Index > Is Prindle right? (Taylor Swift related) > I find her a strange figure > I had never knowingly heard any of her songs > Re: I had never knowingly heard any of her songs > Shake It Off’s popularity had to be the music video, right? > Re: Shake It Off’s popularity had to be the music video, right? > The "soap opera" effect is real lol > I don't think that's the case? > Yeah, I was confused when I saw that post. > Re: Yeah, I was confused when I saw that post. > Yeah I meant open-ended serial, like in the classic sense
Posted by Tabernacles E. Townsfolk (@billstrudel) on March 15, 2024, 12:31 a.m.
Dickens planned his works to be released over 19 months (in 20 parts) and although he didn’t know exactly what shape the work would take at the beginning, he still wrote and shaped the story to unfold in a set number of installments. A better comparison is to the telenovela.

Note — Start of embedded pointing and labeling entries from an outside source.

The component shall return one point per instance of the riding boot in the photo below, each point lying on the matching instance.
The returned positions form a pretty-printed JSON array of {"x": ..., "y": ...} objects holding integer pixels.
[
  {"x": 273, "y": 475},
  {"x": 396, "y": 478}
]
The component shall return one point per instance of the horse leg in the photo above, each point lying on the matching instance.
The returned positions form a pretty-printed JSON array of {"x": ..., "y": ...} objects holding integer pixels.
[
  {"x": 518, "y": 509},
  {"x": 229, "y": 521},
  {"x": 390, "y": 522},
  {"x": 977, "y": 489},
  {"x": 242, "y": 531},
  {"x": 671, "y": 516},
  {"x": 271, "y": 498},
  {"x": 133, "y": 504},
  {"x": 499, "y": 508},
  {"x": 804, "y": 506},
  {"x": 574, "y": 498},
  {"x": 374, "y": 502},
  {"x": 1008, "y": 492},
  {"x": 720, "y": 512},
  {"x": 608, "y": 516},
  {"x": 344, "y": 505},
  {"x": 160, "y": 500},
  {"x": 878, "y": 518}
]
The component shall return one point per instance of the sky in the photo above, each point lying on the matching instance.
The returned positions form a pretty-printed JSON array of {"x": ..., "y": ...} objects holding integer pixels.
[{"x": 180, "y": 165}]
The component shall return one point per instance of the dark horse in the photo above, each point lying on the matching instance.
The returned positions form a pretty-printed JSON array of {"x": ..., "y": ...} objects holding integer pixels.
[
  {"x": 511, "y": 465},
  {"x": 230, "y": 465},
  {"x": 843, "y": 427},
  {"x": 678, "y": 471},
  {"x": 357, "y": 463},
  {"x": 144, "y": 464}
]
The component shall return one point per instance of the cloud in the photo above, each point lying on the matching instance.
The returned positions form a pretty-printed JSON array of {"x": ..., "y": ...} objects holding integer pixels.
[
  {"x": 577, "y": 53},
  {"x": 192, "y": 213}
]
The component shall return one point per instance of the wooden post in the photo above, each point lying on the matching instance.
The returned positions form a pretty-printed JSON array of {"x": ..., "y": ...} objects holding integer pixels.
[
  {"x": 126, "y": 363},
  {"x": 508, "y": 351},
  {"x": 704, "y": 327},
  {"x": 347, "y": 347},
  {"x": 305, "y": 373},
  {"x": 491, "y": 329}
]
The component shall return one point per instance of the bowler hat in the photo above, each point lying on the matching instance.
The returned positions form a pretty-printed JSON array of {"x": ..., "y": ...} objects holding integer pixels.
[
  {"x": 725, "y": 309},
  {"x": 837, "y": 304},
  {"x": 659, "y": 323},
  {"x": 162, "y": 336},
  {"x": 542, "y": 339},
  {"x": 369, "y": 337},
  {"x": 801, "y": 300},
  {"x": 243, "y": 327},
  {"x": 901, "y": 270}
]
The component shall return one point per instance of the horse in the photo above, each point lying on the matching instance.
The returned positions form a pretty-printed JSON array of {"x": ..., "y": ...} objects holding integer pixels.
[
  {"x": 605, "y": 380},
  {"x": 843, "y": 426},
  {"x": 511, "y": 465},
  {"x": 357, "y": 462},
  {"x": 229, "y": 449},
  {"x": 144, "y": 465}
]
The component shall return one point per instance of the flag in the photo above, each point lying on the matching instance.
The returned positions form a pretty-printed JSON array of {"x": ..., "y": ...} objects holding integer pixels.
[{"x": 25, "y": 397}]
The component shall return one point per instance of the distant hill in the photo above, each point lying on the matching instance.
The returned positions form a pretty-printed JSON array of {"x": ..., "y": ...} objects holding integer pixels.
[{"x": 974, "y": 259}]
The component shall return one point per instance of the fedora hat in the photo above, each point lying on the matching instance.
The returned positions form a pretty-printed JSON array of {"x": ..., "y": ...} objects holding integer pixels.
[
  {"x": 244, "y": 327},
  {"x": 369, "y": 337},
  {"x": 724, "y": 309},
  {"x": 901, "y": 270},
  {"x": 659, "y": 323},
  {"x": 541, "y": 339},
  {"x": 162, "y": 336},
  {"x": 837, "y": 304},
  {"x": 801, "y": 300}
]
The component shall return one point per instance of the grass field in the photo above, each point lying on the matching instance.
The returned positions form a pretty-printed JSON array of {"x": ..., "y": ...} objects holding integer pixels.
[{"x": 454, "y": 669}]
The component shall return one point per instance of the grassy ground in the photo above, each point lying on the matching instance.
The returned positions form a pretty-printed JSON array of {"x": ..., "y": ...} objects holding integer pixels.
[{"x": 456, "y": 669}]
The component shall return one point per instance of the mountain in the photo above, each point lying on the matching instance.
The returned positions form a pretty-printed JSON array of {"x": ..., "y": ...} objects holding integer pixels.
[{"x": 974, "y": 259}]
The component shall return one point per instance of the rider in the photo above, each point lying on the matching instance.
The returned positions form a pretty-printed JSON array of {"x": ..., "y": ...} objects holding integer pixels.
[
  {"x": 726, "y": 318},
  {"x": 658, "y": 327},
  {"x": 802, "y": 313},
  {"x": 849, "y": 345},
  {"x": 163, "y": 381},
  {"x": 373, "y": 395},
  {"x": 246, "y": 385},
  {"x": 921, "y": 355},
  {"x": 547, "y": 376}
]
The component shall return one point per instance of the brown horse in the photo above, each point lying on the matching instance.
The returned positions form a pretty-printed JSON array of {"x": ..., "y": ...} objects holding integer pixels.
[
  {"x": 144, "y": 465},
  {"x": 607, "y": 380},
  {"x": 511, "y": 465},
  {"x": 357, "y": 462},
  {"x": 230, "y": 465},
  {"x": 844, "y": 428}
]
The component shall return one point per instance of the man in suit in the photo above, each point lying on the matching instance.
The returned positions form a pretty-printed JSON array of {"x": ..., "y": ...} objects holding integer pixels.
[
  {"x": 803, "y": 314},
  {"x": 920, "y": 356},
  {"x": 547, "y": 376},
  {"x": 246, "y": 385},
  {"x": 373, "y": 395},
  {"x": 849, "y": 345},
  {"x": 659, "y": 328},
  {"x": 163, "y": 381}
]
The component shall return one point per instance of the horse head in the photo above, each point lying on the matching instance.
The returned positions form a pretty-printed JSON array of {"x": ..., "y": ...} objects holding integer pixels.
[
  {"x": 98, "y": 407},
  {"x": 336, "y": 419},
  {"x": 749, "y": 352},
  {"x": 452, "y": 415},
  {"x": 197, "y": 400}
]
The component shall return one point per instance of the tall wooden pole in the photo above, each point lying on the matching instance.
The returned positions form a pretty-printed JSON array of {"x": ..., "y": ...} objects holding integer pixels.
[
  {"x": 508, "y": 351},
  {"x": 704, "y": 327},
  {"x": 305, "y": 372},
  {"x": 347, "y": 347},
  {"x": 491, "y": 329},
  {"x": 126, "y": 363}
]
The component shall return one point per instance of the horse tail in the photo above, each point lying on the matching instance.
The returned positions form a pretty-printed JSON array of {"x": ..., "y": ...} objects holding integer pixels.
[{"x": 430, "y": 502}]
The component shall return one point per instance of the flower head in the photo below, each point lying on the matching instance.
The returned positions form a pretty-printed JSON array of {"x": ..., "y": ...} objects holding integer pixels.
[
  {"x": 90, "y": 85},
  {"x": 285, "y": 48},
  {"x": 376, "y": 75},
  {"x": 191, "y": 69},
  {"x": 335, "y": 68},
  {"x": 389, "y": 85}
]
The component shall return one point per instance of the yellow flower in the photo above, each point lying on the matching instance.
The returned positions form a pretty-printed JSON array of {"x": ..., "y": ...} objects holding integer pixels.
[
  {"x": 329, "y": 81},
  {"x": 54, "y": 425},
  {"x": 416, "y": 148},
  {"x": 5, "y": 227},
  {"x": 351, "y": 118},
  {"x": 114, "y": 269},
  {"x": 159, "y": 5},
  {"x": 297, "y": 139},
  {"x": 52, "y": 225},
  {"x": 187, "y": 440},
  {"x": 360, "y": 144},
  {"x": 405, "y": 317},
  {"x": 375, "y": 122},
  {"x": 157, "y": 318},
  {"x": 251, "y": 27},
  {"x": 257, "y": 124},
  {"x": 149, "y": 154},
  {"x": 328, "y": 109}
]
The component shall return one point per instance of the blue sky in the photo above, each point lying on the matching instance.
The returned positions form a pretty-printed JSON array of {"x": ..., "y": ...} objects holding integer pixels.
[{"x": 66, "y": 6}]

Oliver Twist was more haphazard, published basically wherever at irregular intervals while he was working on two other of those 20-part novels. A Tale of Two Cities was released weekly in a magazine. The Old Curiosity Shop started as a weekly magazine piece before switching to monthly stand-alone installments like the others. Hard Times, the worst of Dickens’ novels and an atypical one (think Dylan’s Self-Portrait), I think was weekly. I think Barnaby Rudge may have been screwy as well; I remember there was something significant about it besides it just sucking. Which it does.